Simpler and a chunk thicker than its flavorful cousin, tomato sauce, tomato purée is a straightforward way to briefly combine and freeze a bushel of clean tomatoes for future cooking. Tomato purée can be grown to be tomato sauce or tomato soup. It may combine dinner rice for a colorful element dish or cooked with rice and seafood for a showstopping paella. Oh, it’s an ideal base for domestically made-fish fry sauce.
All you need is a knife, a blender, and some time to stock your freezer with tomato purée to apply three hundred and sixty-five days round.

Ingredients
1 half pounds sparkling, ripe tomatoes, in line with each pint jar
1/four teaspoon citric acid or 1 tablespoon bottled lemon juice for each pint jar if canning
Steps to Make It
Make the Tomato Puree

Starting with easy, dry tomatoes, halve more petite tomatoes and further or less chop huge tomatoes. The tomatoes are going to be pureed, so they do now not need to be chopped flippantly; lowering lets in the tomatoes to launch their liquid and put together dinner quicker.
Over medium-excessive warm temperatures, deliver them to a boil. As the temperature inside the pot increases, the tomatoes release some liquid, offering their non-public liquid to prepare dinner. Reduce the heat to hold a steady and active simmer (mild tiny bubbles must pop up properly here and there). Cook, often stirring until the tomatoes interrupt, for 10 to fifteen minutes.
Run the tomato combination through a food mill or whirl short in a blender or meals processor.
Strain the puree through a quality-mesh sieve to do away with the seeds and bits of pores and skin; this makes for an easy puree.
If the tomato puree is thin and looks watery, you may pass it to the pot and deliver it to a boil, then lessen the heat to hold a simmer. Cook until it reduces to the feel you want, stirring frequently. Taste it along the way—you need a nice, vibrant tomato flavor and a clean and barely thick texture.
What Is Tomato Purée?

Tomato purée is made using gently cooking and puréeing tomatoes. The result is a thick liquid used to shape the lowest tomato-based completely completely completely sauces and salsas. You can find tomato purée at full grocery shops in the canned tomato aisle.
Tomato Purée vs. Tomato Paste

Tomato paste is cooked longer than tomato purée, so it’s far a thicker product with a more excessive taste. At the same time, purée serves the lowest for skinny sauces and salsas, and the paste is used to thicken sauces or add flavor to tomato-primarily based soups or stews.
If you’re looking at a recipe or searching for a cooking show from the U.K., however, be aware that in Britain, tomato paste is indeed called tomato purée.
What’s the difference between tomato purée and tomato paste?

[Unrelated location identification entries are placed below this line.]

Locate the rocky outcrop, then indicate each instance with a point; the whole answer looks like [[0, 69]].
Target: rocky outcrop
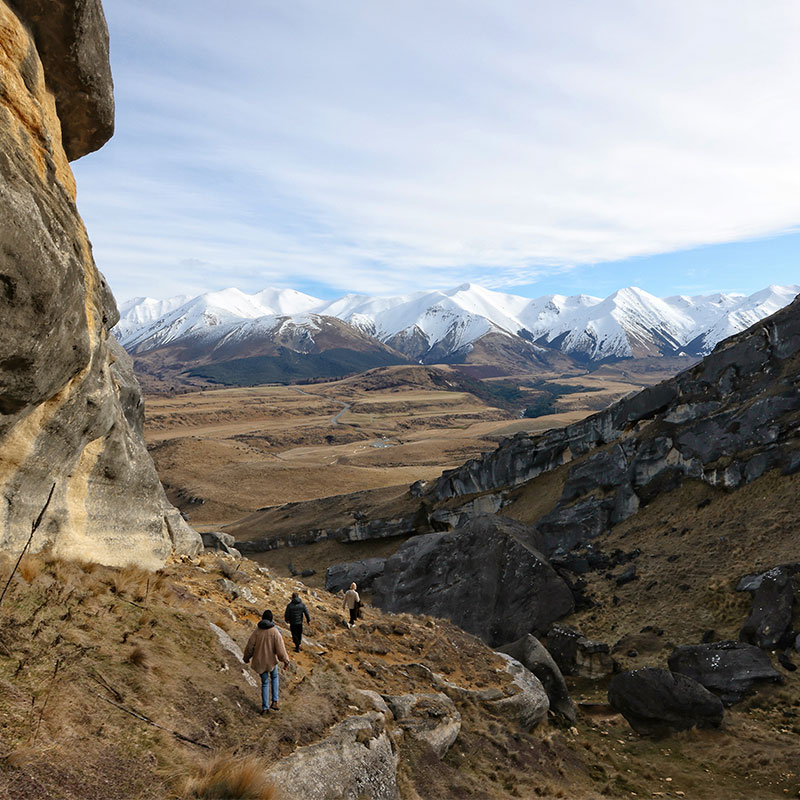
[[529, 705], [429, 718], [363, 573], [486, 577], [656, 702], [577, 655], [770, 620], [725, 421], [72, 41], [356, 760], [731, 670], [530, 652], [70, 407]]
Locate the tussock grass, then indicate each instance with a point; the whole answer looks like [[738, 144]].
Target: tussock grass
[[228, 777], [31, 567]]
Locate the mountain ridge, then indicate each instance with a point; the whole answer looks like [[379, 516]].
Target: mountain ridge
[[435, 326]]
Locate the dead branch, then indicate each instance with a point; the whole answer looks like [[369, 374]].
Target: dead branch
[[34, 526], [143, 718]]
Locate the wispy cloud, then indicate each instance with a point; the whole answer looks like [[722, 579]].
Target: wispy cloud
[[385, 146]]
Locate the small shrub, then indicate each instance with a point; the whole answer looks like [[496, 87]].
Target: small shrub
[[227, 776]]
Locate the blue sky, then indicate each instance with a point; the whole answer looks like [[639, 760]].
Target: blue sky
[[528, 146]]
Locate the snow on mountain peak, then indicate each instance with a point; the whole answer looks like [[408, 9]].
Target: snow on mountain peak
[[629, 322]]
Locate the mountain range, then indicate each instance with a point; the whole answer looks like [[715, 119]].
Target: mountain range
[[282, 334]]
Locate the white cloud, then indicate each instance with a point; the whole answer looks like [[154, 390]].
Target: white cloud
[[382, 146]]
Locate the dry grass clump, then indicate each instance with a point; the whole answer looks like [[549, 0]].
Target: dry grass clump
[[31, 567], [228, 776]]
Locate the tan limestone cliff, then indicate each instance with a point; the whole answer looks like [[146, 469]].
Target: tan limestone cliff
[[70, 408]]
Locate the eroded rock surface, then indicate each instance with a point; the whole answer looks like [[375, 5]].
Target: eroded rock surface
[[729, 669], [431, 718], [485, 577], [70, 408], [356, 761], [531, 653], [725, 421], [657, 702]]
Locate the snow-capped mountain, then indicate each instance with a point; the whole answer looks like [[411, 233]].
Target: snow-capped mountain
[[444, 325]]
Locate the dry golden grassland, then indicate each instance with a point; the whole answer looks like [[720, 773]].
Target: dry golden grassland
[[103, 670], [224, 453]]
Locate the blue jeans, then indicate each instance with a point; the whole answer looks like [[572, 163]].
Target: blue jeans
[[269, 679]]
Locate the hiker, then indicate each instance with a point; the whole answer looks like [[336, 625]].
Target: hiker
[[294, 614], [352, 602], [265, 646]]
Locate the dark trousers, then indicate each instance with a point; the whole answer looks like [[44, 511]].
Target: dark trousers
[[297, 634]]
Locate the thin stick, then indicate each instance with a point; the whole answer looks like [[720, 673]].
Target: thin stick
[[34, 526], [143, 718]]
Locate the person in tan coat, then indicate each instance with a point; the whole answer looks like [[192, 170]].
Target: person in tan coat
[[352, 602], [266, 648]]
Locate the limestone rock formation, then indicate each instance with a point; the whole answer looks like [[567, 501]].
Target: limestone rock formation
[[770, 617], [725, 421], [530, 652], [656, 702], [486, 577], [729, 669], [356, 760], [577, 655], [70, 407], [431, 718], [530, 703]]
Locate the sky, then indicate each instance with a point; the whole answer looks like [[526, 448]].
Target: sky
[[529, 146]]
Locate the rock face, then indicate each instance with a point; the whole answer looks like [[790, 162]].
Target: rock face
[[530, 652], [357, 760], [485, 577], [770, 617], [729, 669], [70, 408], [656, 702], [431, 718], [577, 655], [530, 703], [72, 40], [725, 421]]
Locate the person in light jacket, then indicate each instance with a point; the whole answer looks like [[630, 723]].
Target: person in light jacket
[[294, 614], [266, 648], [352, 602]]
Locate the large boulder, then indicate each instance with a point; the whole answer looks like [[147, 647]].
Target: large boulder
[[657, 702], [430, 718], [770, 617], [529, 703], [363, 573], [356, 760], [532, 654], [485, 577], [577, 655], [70, 408], [729, 669]]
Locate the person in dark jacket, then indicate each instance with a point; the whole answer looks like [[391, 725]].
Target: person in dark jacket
[[294, 614]]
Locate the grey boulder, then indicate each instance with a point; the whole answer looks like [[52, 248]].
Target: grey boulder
[[729, 669], [429, 718], [485, 577], [532, 654], [657, 702]]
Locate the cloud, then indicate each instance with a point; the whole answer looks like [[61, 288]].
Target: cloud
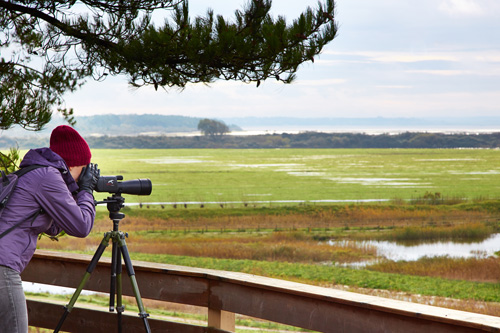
[[461, 8]]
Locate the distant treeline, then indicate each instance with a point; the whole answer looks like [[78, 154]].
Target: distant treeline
[[301, 140]]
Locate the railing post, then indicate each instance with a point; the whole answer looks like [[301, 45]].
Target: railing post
[[221, 319]]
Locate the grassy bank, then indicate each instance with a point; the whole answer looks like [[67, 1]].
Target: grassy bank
[[290, 243]]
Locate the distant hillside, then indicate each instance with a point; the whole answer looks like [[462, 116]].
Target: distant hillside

Tomato purée and tomato paste are very similar in texture and look and can commonly be used interchangeably. The primary distinction is that tomato paste is a pretty focused tomato sauce. Tomato paste has been simmered for a long time to eliminate maximum water and depart at the back of loads of tomato flavor.
Tomato purée is most effective as a simple smooth aggregate of tomatoes. The taste isn’t entirely as centered as tomato paste. However, it, in reality, works in the location of it in a pinch.
About Tomato Puree Recipe

Tomato Puree is honestly blanched or cooked tomatoes that may be combined to a pleasant consistency and later strained with or without the addition of salt.
If you’ve got further tomatoes and don’t know what to do, my smooth belief is to purée them and freeze them in ice dice trays.
Add the frozen tomato purée cubes to any dish wherein tomatoes are a critical thing, which includes pasta, sauces, curries, and a lot extra!
It will be spotless to make domestically-made tomato purée. You only want some sparkling tomatoes and a pot of boiling salt water to make it. Feel free to use any tomatoes so long as they are ripe.
Depending on the tomato’s form, the puree’s consistency might be thin or thick. I use ripe, pink, and meaty tomatoes like Romas, which yield a thick purée.
This tomato purée is made with no preservatives, so the shelf is ready for 12 to fifteen days inside the refrigerator and 3 to 4 months in the freezer.
How to Store Tomato Purée
Use your tomato purée properly or save it in an airtight box inside the refrigerator if you suppose you could use it in the next few days.
For a more extended garage, recollect freezing the purée. You can use any airtight, freezer-safe box you want. Zip-top freezer luggage allows for a flat garage, as a way to prevent area in the end. Store tomato purée in the freezer for up to 6 months. There’s no need to thaw — honestly, skip in advance and cook from frozen.